Get great abs in 30 days! Get the perfect boyfriend after 10 dates! Quit the job you hate and have the career you love in under a year!

Now this may be the kind of manipulation we all hate about modern advertisement, but when you think about it, is this really manipulation? Or are these people just telling us what we want to hear?

Okay, I won’t speak for you, but I’ll speak for me: I think I want to hear what advertisements tell me is possible. Even if, deep down side, I know they are lying to me, and that their promises are all too good to be true, I want progress to be easy and fast. I really do.

I didn’t realize it until after I made my Man In Progress pledge a year ago that I had actually bought into all the marketing messages I had seen on TV over the years. I had actually been convinced by all of those messages that progress was linear. I believed that progress was like me going from point “A” to point “B” and then to point “C” on a map.

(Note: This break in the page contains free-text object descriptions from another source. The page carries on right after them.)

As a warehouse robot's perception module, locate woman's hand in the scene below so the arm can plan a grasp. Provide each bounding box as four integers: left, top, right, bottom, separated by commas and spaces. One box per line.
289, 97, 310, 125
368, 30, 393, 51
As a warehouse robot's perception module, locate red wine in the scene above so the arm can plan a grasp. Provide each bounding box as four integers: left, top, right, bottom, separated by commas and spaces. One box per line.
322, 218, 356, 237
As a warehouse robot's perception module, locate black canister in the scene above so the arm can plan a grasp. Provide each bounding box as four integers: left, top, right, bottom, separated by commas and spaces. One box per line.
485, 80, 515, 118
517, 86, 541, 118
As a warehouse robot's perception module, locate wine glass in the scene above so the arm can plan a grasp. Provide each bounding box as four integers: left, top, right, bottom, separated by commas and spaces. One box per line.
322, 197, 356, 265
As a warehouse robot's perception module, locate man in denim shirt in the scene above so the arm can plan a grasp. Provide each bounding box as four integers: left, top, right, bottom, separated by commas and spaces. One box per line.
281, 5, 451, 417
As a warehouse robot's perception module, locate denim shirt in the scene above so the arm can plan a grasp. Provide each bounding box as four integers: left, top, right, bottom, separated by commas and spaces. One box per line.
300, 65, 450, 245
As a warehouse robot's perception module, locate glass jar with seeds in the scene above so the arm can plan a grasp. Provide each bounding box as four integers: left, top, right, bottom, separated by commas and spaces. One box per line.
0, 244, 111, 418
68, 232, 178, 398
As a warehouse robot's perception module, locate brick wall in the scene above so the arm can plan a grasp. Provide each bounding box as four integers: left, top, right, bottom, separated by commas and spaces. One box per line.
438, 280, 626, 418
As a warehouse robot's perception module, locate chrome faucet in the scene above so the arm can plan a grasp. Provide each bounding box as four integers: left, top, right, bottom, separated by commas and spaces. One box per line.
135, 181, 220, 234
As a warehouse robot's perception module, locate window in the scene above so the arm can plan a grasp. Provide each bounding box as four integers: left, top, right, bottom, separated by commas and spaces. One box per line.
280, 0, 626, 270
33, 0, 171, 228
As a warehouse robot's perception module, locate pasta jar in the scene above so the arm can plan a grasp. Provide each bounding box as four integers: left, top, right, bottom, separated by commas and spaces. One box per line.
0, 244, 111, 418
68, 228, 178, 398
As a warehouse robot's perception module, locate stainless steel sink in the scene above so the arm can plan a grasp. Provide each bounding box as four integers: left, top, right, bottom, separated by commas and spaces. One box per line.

I was convinced that if I just reached the first level of success, then I’d just start aiming for the next level, and once I’d reached that next level, I’d just keep improving by jumping from higher level to higher level to higher level—and never going back down a peg.

But this past year I realized that real progress does not work that way. No, real progress is not linear like most advertisements seem to have us believe. Real progress, instead of being a constant upward movement from one success to the next one, feels a lot more like being stuck in a merry-go-round. 

How Real Progress Follows A “Circular” Trajectory

More often than not, when you try to progress in life, it’s like going from point “A” to “B” on a map, only to find yourself back to point “A” again. Then you work another couple of months to arrive at “B” again, only to find that a month later you are back at home, at “A,” once more. And it goes on like this. Over and over again.

As you experience this circular trajectory, (a trajectory that is frustratingly unlike the linear one you have been told to emulate), you hate yourself because you think that you’re not achieving perfect, consistent, upward progress—you’re failing.

For instance, during this past year there were several months when I ran consistently. On the other hand, there were also several months when I didn’t run at all and I felt really guilty about it.

There were some months I had dates all lined up and was looking forward to each of them like each of them was a fun little adventure. Then there were whole months when I stopped looking for dates, and dreaded the idea so much that I avoided it like the plague.

There were many days when I felt I was on a roll with my writing career. But then, there were also other days when I made mistakes, experienced setbacks, faced rejection and that’s when I was totally stuck in a funk. I would avoid going forward with my career until I was able to pick myself up again.

After every up, there was always a down. Progress was never just an uninterrupted rise to success; it was always a rise, then a fall, then another rise, then another fall, then another rise, followed by another fall, yet again.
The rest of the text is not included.